Uma experiência que nos mostrou que as famílias das crianças que buscavam tratamento de referência na cidade precisavam de ajuda com hospedagem. Algumas chegavam a dormir no chão do hospital! Como a casa não era adequada para isso, surgiu a ideia de fecharmos parcerias com hoteis da cidade"
"Já ajudamos 1225 famílias"
"Em 2009, os primeiros hoteis oferecem diárias em cortesia e. Desde então, 1225 famílias já passaram pela Síndrome do Amor.

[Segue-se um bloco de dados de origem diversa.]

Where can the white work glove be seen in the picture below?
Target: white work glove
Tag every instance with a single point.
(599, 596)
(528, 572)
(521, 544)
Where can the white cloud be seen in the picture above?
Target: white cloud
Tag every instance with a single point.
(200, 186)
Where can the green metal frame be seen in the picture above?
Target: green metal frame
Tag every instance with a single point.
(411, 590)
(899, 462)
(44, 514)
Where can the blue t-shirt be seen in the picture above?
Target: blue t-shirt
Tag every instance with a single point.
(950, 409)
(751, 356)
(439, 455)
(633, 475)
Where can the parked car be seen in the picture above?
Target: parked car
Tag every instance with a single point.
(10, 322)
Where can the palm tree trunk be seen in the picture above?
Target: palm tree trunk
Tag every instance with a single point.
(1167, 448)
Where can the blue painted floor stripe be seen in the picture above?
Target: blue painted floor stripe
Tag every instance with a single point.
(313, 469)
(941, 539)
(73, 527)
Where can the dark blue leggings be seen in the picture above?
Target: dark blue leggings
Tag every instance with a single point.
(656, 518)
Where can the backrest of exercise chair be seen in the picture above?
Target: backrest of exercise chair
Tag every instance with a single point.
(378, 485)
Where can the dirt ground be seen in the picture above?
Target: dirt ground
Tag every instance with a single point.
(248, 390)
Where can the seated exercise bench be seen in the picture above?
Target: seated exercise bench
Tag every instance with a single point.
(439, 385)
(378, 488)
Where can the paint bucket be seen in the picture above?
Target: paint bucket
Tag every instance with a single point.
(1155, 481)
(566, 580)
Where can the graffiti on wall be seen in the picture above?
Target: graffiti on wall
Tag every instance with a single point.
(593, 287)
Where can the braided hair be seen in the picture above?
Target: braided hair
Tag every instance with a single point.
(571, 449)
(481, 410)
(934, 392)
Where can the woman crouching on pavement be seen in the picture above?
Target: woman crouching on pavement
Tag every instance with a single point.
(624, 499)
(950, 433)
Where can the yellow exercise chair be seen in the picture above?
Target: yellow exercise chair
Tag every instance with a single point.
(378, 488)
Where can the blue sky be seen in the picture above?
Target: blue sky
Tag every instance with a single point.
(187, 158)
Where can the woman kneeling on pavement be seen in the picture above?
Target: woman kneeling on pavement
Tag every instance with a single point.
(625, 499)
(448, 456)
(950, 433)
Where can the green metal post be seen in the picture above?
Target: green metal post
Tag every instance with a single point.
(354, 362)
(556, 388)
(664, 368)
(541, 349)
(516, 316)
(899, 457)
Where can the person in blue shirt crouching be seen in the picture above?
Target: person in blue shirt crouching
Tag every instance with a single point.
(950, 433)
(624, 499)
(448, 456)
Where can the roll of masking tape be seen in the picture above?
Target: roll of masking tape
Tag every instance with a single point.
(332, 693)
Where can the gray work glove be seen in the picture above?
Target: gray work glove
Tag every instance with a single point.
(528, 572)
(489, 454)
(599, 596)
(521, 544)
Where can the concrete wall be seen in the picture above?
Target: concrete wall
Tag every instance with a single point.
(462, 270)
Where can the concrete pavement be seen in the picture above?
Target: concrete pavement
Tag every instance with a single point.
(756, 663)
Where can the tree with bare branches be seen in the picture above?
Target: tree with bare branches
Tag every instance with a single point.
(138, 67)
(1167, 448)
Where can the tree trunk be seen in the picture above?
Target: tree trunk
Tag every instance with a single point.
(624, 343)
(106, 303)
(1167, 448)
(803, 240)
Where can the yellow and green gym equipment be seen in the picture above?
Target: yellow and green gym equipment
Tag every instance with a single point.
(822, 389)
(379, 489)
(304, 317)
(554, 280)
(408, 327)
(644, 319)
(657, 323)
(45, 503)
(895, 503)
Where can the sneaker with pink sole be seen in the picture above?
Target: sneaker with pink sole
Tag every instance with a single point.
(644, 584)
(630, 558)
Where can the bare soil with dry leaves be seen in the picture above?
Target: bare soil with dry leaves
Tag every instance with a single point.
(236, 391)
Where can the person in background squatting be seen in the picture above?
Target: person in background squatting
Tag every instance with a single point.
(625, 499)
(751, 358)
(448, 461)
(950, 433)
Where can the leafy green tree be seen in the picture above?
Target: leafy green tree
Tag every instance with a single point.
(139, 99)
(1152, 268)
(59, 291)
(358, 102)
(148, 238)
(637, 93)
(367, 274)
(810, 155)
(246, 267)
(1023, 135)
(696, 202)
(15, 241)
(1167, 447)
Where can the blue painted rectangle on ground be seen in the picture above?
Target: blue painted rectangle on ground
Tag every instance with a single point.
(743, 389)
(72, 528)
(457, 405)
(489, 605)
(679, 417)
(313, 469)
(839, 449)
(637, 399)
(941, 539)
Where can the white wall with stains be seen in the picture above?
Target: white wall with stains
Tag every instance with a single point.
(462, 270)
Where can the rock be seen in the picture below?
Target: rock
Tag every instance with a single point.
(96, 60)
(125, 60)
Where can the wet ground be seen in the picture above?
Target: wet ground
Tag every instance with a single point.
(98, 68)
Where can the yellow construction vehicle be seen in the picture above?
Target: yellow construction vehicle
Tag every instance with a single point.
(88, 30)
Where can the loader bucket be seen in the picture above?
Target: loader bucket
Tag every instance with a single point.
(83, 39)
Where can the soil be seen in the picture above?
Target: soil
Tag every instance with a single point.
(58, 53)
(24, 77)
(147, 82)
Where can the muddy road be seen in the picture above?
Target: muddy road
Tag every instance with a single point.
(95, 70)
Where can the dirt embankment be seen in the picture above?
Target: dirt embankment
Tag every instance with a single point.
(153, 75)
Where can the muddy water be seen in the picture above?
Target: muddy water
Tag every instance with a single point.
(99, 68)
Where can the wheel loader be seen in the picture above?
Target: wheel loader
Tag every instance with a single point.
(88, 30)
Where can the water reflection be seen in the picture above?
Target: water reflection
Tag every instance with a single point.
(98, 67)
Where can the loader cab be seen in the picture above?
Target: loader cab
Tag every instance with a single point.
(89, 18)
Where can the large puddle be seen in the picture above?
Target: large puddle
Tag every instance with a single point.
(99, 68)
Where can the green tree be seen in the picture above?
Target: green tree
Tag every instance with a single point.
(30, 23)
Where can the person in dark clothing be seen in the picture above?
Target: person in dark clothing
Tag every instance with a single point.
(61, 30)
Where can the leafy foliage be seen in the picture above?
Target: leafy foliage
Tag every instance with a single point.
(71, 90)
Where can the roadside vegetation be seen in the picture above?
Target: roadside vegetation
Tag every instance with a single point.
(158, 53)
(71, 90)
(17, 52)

Sete hotéis da cidade fazem parte da parceria e oitenta voluntários ajudam na administração e também no trabalho de informação e contato com as famílias.
Com o tempo, também começamos a receber doações e começamos a apoiar um projeto científico que envia amostras genéticas das crianças tratadas aqui para centros de estudo ao redor do mundo, contribuindo para a evolução do diagnóstico e tratamento dessas doenças."
"Sou feliz e sei que meu filho segue vivo no que faço"
"Mudei completamente minha vida para poder me dedicar à ONG. Como meus filhos já estão adultos e completamente independentes, voltei a viver com a minha mãe e levo uma vida simples, com o mínimo, para poder trabalhar pouco e dedicar 80% do meu tempo como voluntária à Síndrome do Amor.
Faço isso há 13 anos com a mesma motivação, a mesma paixão do começo. Sempre movida pela vontade de chegar ao maior número possível de mães. Eu sou feliz e realizada.
Engraçado que antes não era assim. Eu era mãe, era uma boa pessoa, mas não encontrava meu lugar no mundo. Parece que o Thales veio exatamente para isso. Ele chegou e mostrou: 'mãe, esse é seu caminho'. E foi embora.
Meu filho nunca falou ou andou, mas despertou em mim uma vocação. Por isso eu sei que meu amor pode não ter salvo sua vida, mas o manteve vivo nessa iniciativa que ajuda tantas outras mães e crianças como nós."